KW: It’s nice that people are passionate about the show at the very least. In the first season I went on to Niketalk and there was a post that said, This show, and then next to that, it had an emoticon that had a glowing head that would then vomit. It’s like anything on the internet, it’s just nice that people are passionate about the show. If I did a show that was called “Adorable Puppies” and then I went onto PuppyTalk.com, people would be like, “this show sucks. These puppies aren’t cute”!
KATC: Was there anything from the internet, or from the people, that you incorporated into the show?
KW: Kind of. First, people wanted to see normal sneakerheads so we put that into the show. Second, we learned, you can’t listen to anybody. You can’t listen your friends, people on the internet, people at work, etc. You have to make the show that you want to make. Why was Dipset on? Because I like Dipset. Why was Ghostface on? Because we like Ghostface. The main goal was to put people on the show that we liked.
KATC: What kind of creative input does Bob have on the show?
KW: Immense. The show is a product of Bob’s philosophy on sneakers.
KATC: Have you heard anything regarding how does the sneaker industry itself view the show?

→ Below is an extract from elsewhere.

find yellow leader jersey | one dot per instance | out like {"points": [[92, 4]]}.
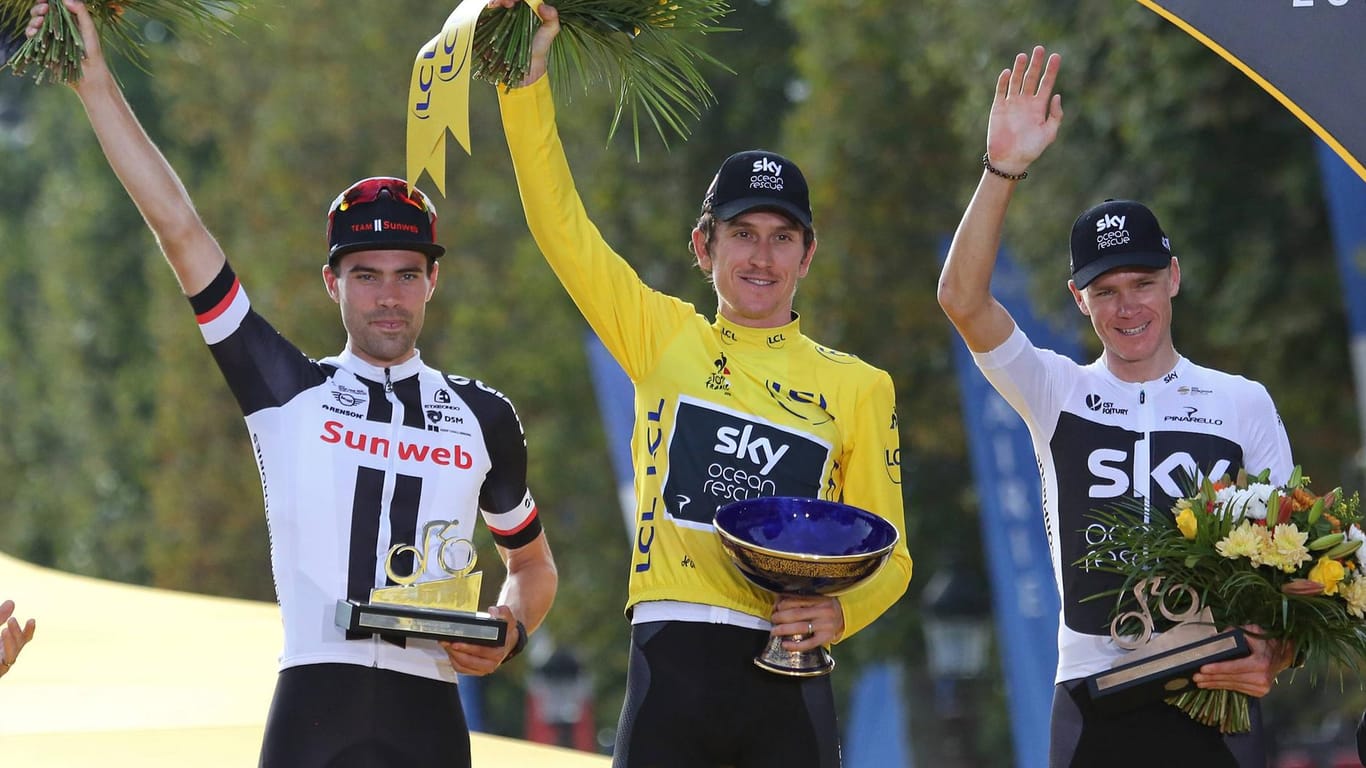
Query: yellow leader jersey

KW: I don’t know. We want to keep an arms length from the industry so that we never get forced into anything. If someone on the show wants to say that a certain sneaker is wack, then they can say it, that’s real and authentic.
KATC: The second season has wrapped. What is the possibility of a third season?
KW: We are up in the air right now. I definitely want to do another one. I couldn’t have more fun doing anything. We have extremely long hours and what not, but it’s a ball. It’s amazing.
KATC: If a third season does comes about, of all the people you interviewed/didn’t interview, who is the one person you want on the show? Don’t say Michael Jordan.
KW: Besides Jordan. Like Natalie Portman? It would have to be a girl. A girl with a serious sneaker collection. That is what we need but it’s hard to do. You see all these celebrity pictures and all of the women are wearing garbage sneakers. Natalie Portman would be nice but she is always wearing garbage Converse. Natalie Portman get a new pair of sneakers, I could help you out, email me. MADDUX JOLIE!!! That’s who I want on the show! That dude would hold it down! He’s got some moon boots that I’ve seen!
KATC: Stepping out of the show, what do you think about sneaker culture now?
KW: It’s still a small thing. Comic Books are big, Video Games are big, Star Trek is big. If you go out and ask a normal person in Normaltown, USA, “hey did you see these Jordan IVs?” They would be like, what are you talking about? For our show to succeed we need every sneakerhead to watch it and a bunch of people who aren’t into sneakers to watch it as well. It is smaller than everyone thinks it is. My favorite part of sneaker culture is, it’s a way to meet people, it’s a way to make new friends. The reason you are here? Sneakers. If I see Just Blaze, Just Blaze wouldn’t come up to me, I played the Clarinet! But he knows me through sneakers.
KATC: What are your top three sneakers of all time?
KW: Those Mutombos that I have are so ugly that they are amazing, blue suede Ewings and probably, Fire Red Vs or the Georgetown Terminators. Actually scratch all of that, AGASSI’S! AIR TECH CHALLENGE! I was on a hunt for these. I finally got them off of eBay and I knew they were unwearable, but I was like, the hell with it I’m going to wear them. I got two blocks, and all hell broke loose….If they came out again…If Nike came up to me and said, “Wildes we are going to make you one sneaker”, it would be the Air Tech Challenge.
KATC: Outside of the show, as Kevin Wildes the person, what do sneakers mean to you?
KW: First and foremost, they are a way to keep my feet from getting messed up. Second, I think that sneakers are a way to express who you are and where you are from, and again, it’s a nice common bond to have with absolute strangers.